Don’t get too anxious
“The more anxious you get, the more it can slow labour down,” says Simon Mehigan, consultant midwife at Liverpool Women’s Hospital. “So look at ways to stay calm, which can then help you avoid getting to the stage where you need an assisted birth. Ask lots of questions while you’re in labour.”
Stop worrying about whether you’ll poo
“The thing mums always ask is will they poo in labour!” says Simon. So, will you? Practical Parenting’s midwife Anne Richley says: “Chances are that nature will kick in and give you a good ‘clear out’ in the early stages of labour, and when it comes to the birth whether or not you poo is irrelevant as it feels that you’re doing one anyway, even if you’re not.” So, there’s no point worrying about it, then.
Choose your birth partner carefully
“Your birth partner should be someone you can rely on to support you, and ideally someone who wants to be there and whom you want to be there!” says Anne Richley. “For some women this isn’t their partner, and they feel happier with their mum, sister or a friend. You might want to consider having a second partner, so that if your hubby has a bit of a wobble you won’t feel abandoned.”
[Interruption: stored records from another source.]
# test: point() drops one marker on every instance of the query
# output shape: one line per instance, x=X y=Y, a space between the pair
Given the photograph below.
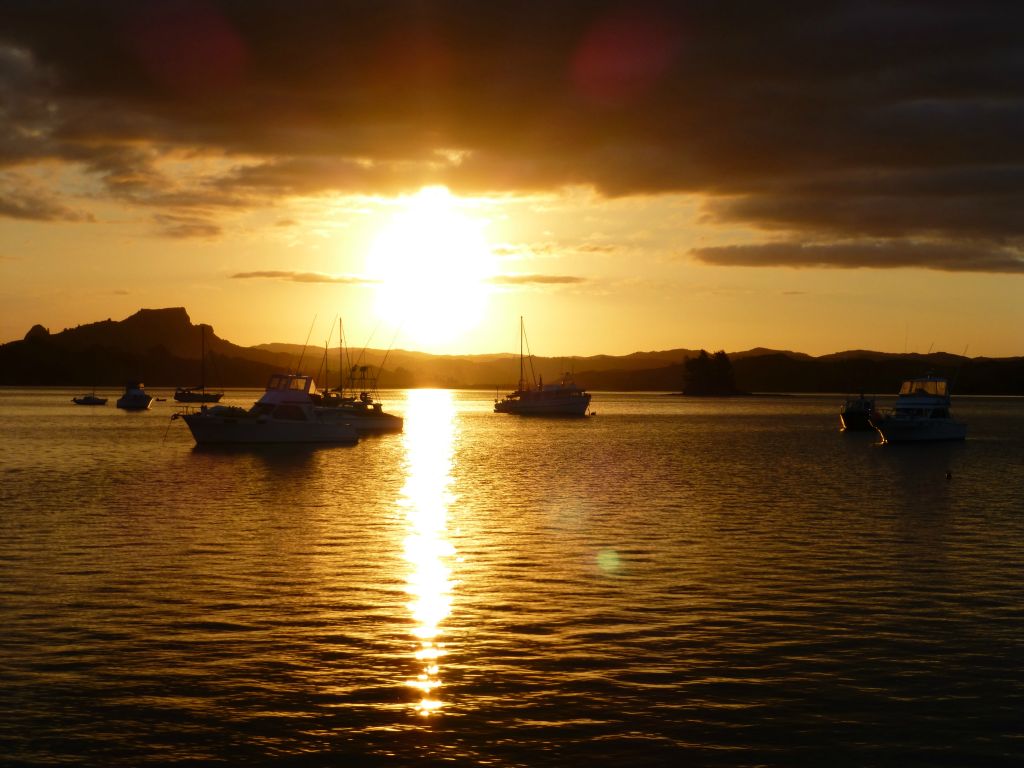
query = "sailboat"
x=199 y=394
x=358 y=403
x=563 y=398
Don’t be in too much of a hurry
Labour moves on more quickly when you’re comfortable, which is not your natural state once you arrive at a hospital, so try to relax at home as long as possible before making the trip there. When your contractions get to around seven minutes apart and last more than 30 seconds, it’s time to go.
Become a water baby
Sliding into a bath of warm water is the easiest way to relax during labour and there’s evidence to suggest that women who give birth in water feel less pain and are less likely to need an epidural. Water can also support your weight and help you get into more comfortable positions to help labour. Find out if your hospital or birthing unit has a pool. And don’t forget to run yourself a bath at home once your contractions start.
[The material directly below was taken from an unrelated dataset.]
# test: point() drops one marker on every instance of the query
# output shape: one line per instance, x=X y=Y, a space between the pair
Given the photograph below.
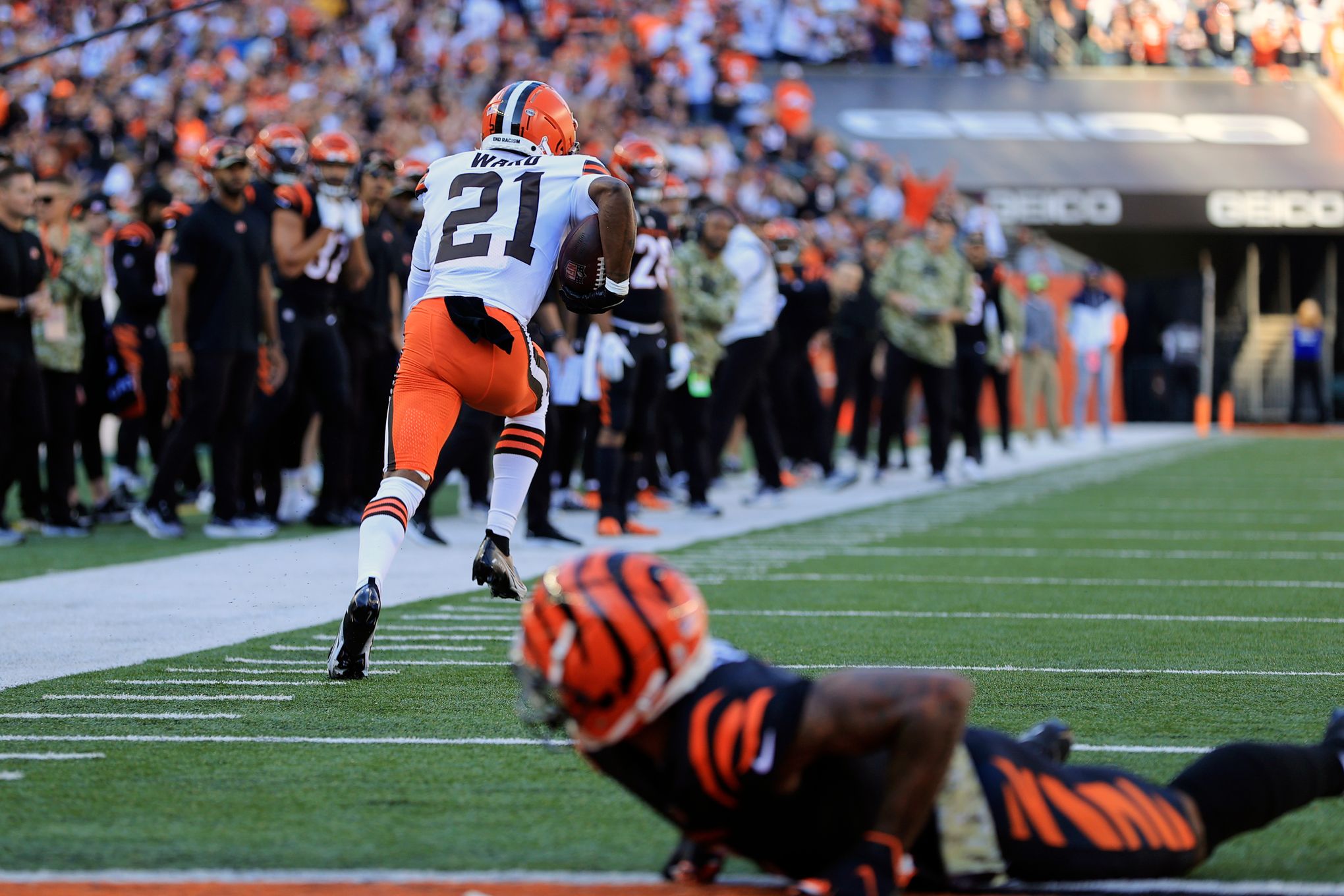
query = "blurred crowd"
x=112 y=133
Use gravity to your advantage
Being upright will help your delivery. “Imagine how much easier a ping-pong ball would slide down an upright drainpipe rather than if you lay it horizontally,” says Anne Richley. “Labours tend to be shorter if you’re upright, and inevitably you’ll keep shifting around which also helps your baby manoeuvre his way out.” You’re not obliged to lie down just because there’s a bed there.
Get on the ball
You might not have been much of a one for ball games before, but a birthing ball should be top of your list of pre-baby purchases. Sitting on one during the last few weeks of pregnancy is thought to help affect the way your baby lies, and leaning over the ball will help you cope with contractions.
Try to get some sleep
You’re so excited when you go into labour that it’s hard to consider getting a bit of shut-eye. But you’re going to need lots of energy to give birth, so get a little rest in the early stages of labour whenever you can.
Don’t forget to take deep breaths
Sounds simple, but neglecting to take deep breaths in and out can slow down your labour, as you’ll be less relaxed. Remember what you learnt in your classes and focus on your breathing, making sure your breaths out are just as long as those in.
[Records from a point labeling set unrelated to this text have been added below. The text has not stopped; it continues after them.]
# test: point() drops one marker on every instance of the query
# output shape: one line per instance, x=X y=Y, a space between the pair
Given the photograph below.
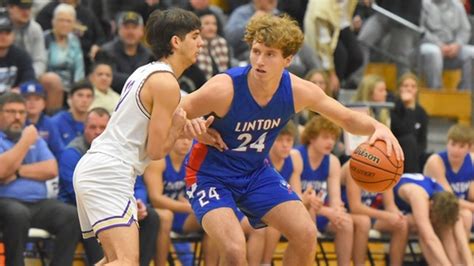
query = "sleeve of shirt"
x=67 y=163
x=44 y=153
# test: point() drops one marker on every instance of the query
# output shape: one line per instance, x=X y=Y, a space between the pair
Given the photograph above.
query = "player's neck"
x=315 y=157
x=176 y=65
x=455 y=164
x=262 y=91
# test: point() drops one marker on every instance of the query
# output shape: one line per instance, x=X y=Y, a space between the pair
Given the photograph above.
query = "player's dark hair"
x=163 y=25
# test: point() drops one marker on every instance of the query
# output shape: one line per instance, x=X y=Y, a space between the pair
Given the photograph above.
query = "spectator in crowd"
x=16 y=66
x=386 y=217
x=409 y=123
x=445 y=42
x=434 y=214
x=328 y=32
x=64 y=53
x=200 y=5
x=322 y=173
x=70 y=123
x=214 y=56
x=126 y=49
x=235 y=27
x=296 y=9
x=94 y=125
x=402 y=39
x=101 y=79
x=25 y=165
x=35 y=98
x=86 y=26
x=28 y=33
x=373 y=89
x=454 y=170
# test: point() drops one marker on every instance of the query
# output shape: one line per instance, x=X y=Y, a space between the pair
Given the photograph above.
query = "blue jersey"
x=461 y=180
x=286 y=169
x=427 y=183
x=316 y=177
x=173 y=181
x=248 y=129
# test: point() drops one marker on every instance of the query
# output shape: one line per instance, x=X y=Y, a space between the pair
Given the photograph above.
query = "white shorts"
x=104 y=188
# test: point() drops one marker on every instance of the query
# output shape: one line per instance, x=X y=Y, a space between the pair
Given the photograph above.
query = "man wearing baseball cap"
x=35 y=97
x=126 y=49
x=28 y=33
x=15 y=63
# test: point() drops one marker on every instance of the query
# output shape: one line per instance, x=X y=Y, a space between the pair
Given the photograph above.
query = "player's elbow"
x=156 y=153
“David was worried that he’d be useless when I was in labour, so my mum came too. I assumed I could have whomever I wanted there. When it came to it, he never left the room and was wonderful – though so was my mum!”
Suki Gates, 23, from Richmond, mum to Amelia, 4 weeks
“My midwife laughed when I asked her if I should shave my pubic hair off when it came to labour, and said that hadn’t been the case for at least 30 years!”